The range of human rights issues and work is broad and always evolving, and the efforts of the Schell Center, with the support of the Robina Foundation and the Bernstein family, help to grow and sustain a network of human rights scholars and practitioners. “The vision for the Schell Center, including the Robina Human Rights Initiative, the Lowenstein Clinic and the Bernstein Fellowships, is to provide our students, through a series of investments in them, with the learning and practical experience they’ll need to become human rights advocates, scholars, and leaders—and to do the long, hard work of repairing the world, of securing a little more justice, a little more equality, a little more respect for human rights,” said James Silk.
Photo Captions:
[Top photo] The annual Robert L. Bernstein International Human Rights Symposium brings together prominent scholars and lawyers working in human rights, as well as current and former Robina Fellows and Robert Bernstein International Human Rights Fellows.

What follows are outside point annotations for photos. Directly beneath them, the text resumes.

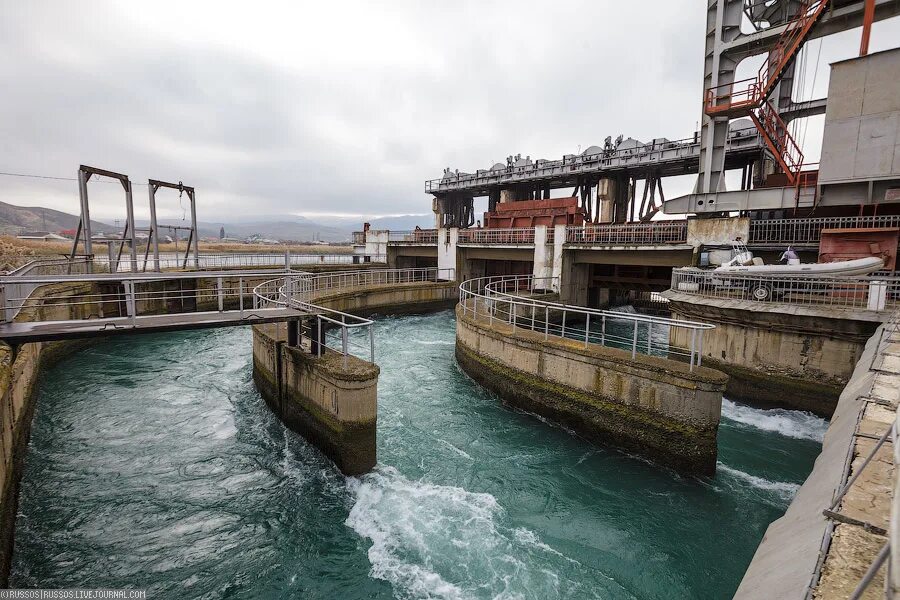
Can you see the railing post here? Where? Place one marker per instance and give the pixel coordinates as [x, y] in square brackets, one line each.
[130, 304]
[693, 347]
[344, 343]
[241, 296]
[587, 329]
[634, 341]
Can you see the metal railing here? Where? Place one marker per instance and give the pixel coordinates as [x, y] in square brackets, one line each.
[809, 231]
[859, 293]
[414, 236]
[516, 235]
[515, 301]
[300, 291]
[14, 291]
[655, 152]
[233, 260]
[126, 294]
[626, 234]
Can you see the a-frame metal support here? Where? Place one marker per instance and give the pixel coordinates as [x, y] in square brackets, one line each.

The 2016 Symposium focused on arts and international human rights.
[Second photo] Colleen Gilg ’08, associate trial lawyer at the International Criminal Court in The Hague, credits her experiences supported by the Schell Center with helping her pursue her calling.
[Third photo] Tendayi Achiume ’08 is an assistant professor of law at UCLA School of Law and specializes in international human rights law, refugees, and involuntary migration.